In your business, maybe the first impression you give is an email to a prospective client. Or a Facebook post. Or a sales page. How many times do you think people click away when they find that first typo? Or the second typo? Or have you trained your readers to disregard your messages because they see them as spam?
I tell people in Customer Service Training that they have 5-6 seconds to make a first impression. I suspect it is similar in the online world. Now we rely on spell checker to catch our mistakes. However, you cannot trust your spell checking software to find all of the mistakes. It will capture words that are not in the dictionary, and it will let a properly spelled, incorrect word through, too.

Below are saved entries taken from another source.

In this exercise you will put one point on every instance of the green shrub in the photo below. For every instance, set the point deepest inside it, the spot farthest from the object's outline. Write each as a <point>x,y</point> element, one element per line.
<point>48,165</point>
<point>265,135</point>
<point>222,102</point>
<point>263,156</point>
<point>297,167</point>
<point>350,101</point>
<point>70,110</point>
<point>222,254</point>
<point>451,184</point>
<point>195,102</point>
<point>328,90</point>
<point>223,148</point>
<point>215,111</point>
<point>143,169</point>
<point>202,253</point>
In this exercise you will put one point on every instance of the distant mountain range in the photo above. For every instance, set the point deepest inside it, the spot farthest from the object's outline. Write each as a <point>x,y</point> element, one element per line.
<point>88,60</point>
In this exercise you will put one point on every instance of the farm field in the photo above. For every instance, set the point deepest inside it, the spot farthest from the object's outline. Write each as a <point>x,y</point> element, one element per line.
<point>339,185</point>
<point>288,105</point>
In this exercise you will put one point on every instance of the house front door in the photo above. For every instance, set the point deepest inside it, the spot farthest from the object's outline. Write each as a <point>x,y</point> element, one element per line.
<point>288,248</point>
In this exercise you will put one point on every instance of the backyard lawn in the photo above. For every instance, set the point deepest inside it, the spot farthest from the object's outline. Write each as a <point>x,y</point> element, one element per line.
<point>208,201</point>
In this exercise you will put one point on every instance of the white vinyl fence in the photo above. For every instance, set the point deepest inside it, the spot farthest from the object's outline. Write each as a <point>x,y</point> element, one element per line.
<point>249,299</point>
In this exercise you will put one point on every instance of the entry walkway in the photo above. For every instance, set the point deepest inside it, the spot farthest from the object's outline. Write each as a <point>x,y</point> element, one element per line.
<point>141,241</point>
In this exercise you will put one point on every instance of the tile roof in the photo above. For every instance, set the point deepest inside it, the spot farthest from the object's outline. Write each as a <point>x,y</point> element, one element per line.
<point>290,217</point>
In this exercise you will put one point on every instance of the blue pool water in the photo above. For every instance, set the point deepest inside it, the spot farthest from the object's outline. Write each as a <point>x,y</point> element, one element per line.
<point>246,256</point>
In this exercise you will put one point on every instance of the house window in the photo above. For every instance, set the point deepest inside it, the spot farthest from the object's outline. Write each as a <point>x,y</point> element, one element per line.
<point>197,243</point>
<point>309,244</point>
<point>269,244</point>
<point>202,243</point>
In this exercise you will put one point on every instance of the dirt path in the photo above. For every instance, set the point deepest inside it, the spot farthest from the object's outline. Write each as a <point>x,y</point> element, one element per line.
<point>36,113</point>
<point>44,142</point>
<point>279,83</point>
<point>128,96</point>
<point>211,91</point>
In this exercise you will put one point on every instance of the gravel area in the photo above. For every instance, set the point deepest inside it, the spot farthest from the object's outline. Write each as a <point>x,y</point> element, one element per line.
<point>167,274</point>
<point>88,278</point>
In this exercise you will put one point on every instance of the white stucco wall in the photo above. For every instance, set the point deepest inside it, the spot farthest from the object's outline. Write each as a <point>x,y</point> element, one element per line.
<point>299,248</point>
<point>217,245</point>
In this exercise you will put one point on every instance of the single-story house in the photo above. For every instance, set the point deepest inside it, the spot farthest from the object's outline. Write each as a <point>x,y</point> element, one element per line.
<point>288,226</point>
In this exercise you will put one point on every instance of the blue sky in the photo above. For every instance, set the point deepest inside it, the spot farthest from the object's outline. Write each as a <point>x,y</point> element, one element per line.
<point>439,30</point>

My last story about spelling comes from some Human Resources coaching I did last month. A few members of Board of Directors for one of my clients took it upon themselves to scrutinize the public documents that came out of the main office. They attacked every element from spelling and grammar, to formatting and style. It was a veritable hunt to find everything wrong and pin it on one person. This person did not deserve that level of scrutiny partly because most of the documents were posted by someone else years ago. I am sure that, at the beginning, it was a well-meaning gesture to ‘make things better’. However, it escalated into an attack and feelings were hurt. A toxic environment was created. (Naturally, that was when I got called in to fix things.) Following a few standards like spell checking and having style templates would have saved everyone some grief.
As you go about your business, I have the following tips:
Choose your words carefully. Proofread your documents. Spelling is a fundamental component to your success.